Works for Hire: How Not to Get Bitten - asmp

This seems like it could be a fun one time opportunity for someone who's a hobbyist as a photographer. It sounds like a bad deal for someone who is aspiring to be a professional photographer and could otherwise potentially use the photos in a portfolio or to promote his/her business. This doesn't seem like it's going to benefit you as a photographer because you won't be able to use the photos; this seems to only benefit you personally as a fan of the band.


----------



## DGMPhotography (Apr 24, 2017)

vintagesnaps said:


> The contract describes this as 'work for hire'. That has typically meant being employed as a photographer. Apparently being contracted as a photographer can also be done as 'work for hire', although usually being contracted means taking photos for a particular purpose and licensing usage of your photos.
> 
> It seems like it might be worthwhile for a photographer to be contracted to do work for hire if it involves a product that wouldn't provide photos that would be usable in other ways. My example would be taking photos for marketing for a team; there probably wouldn't be other uses for photos of specific sponsor signs in the arena (at least I've never thought of any), but there may be other uses for player photos, etc. So if a photography job was only of arena signage, maybe work for hire would be an option; but in general doing sports/events the photography is contracted and usage licensed.
> 
> ...



Yeah... idk. It sounds like this is something they do fairly often. I think I'll give it a shot and see how it goes, and if anything, it'll be a learning experience.


----------



## Dave442 (Apr 24, 2017)

Just reading again and it certainly looks like you can use the images in your portfolio - a private portfolio that is not out for public viewing. 

I have many images taken while working for others and those were sent off for marketing people to do as the company desired. I was paid, the marketing people were happy and it is always nice to see your image used in display and packaging. 

You can probably also put down the experience on your about page at your web-site.


----------



## DGMPhotography (Apr 24, 2017)

Dave442 said:


> Just reading again and it certainly looks like you can use the images in your portfolio - a private portfolio that is not out for public viewing.
> 
> I have many images taken while working for others and those were sent off for marketing people to do as the company desired. I was paid, the marketing people were happy and it is always nice to see your image used in display and packaging.
> 
> You can probably also put down the experience on your about page at your web-site.



Good point!


----------



## vintagesnaps (Apr 24, 2017)

Of course they do this... happens I think because they can often get people with cameras to do this who want to get in to an event or get access, etc. Then the company gets pictures for free or cheap that they own and can edit and use without having to pay a photographer. 
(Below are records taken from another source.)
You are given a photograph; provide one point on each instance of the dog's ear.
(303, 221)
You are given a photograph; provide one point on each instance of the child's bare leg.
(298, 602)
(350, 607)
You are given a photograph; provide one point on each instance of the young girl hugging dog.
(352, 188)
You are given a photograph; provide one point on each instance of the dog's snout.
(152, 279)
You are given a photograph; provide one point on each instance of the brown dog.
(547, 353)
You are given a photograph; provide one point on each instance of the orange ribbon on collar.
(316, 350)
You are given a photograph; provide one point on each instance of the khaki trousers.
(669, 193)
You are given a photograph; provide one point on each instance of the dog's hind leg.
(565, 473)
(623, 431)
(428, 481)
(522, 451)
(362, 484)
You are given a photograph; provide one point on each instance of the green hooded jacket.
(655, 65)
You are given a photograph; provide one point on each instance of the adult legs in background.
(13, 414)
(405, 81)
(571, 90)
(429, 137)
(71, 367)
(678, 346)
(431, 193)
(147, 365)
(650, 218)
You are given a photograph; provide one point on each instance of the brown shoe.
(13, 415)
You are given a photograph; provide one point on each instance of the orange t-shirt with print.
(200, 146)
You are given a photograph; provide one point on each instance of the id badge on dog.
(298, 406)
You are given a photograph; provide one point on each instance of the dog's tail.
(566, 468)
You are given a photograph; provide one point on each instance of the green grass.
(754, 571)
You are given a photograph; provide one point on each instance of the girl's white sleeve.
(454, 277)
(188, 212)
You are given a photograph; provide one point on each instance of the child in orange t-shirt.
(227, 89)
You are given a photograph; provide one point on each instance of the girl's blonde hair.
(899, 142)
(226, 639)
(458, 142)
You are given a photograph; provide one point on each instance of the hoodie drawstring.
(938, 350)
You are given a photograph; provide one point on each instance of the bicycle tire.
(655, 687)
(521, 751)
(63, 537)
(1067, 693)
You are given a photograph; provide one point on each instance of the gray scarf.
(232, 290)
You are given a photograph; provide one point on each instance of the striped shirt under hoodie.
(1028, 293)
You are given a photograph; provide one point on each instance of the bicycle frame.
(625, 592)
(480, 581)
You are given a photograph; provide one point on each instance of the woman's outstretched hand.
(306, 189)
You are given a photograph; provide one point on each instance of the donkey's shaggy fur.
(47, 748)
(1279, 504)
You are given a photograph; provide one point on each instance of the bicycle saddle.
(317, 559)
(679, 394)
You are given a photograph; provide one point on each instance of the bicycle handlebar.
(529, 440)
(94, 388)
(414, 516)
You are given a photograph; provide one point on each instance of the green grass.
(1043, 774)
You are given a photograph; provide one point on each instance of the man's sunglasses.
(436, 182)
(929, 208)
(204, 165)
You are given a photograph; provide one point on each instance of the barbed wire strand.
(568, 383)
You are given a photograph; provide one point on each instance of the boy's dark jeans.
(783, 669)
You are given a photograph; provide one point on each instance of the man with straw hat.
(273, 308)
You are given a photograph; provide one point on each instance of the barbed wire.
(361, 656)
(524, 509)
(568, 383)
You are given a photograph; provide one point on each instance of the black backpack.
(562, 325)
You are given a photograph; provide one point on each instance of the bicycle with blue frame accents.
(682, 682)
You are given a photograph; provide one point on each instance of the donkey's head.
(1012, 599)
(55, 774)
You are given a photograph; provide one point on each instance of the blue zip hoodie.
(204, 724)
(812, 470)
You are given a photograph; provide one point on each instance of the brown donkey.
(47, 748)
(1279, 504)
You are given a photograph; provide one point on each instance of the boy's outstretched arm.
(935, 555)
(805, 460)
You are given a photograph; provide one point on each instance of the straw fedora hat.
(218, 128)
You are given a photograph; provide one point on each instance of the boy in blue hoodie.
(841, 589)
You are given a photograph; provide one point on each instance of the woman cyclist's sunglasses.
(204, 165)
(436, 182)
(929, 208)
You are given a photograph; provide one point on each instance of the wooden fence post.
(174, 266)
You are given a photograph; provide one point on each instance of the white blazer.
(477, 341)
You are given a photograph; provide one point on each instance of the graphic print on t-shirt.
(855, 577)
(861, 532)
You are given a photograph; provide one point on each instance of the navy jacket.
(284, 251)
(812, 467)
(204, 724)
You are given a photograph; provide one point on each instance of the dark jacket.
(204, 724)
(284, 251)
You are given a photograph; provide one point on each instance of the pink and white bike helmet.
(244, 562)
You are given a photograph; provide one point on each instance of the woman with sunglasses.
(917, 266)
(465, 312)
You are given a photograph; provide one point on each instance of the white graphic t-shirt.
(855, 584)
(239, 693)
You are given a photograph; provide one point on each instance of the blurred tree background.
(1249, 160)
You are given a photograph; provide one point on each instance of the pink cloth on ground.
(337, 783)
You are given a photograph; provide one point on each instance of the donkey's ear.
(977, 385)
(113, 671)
Guess it could be good experience for someone starting out, but doesn't seem like there'd be anything much to show for it without so much as a photo for portfolio use. I don't think I'd sign anything like this, giving away rights to my own work. (Not unless somebody was planning to pull an armored truck full of cash up to my front door!)

What you're talking about Dave is like having 'tear sheets', samples of work that was published. I have for example brochures that my photo was used in and can put the brochure in a portfolio. I'm not sure this contract allows for anything like that.


----------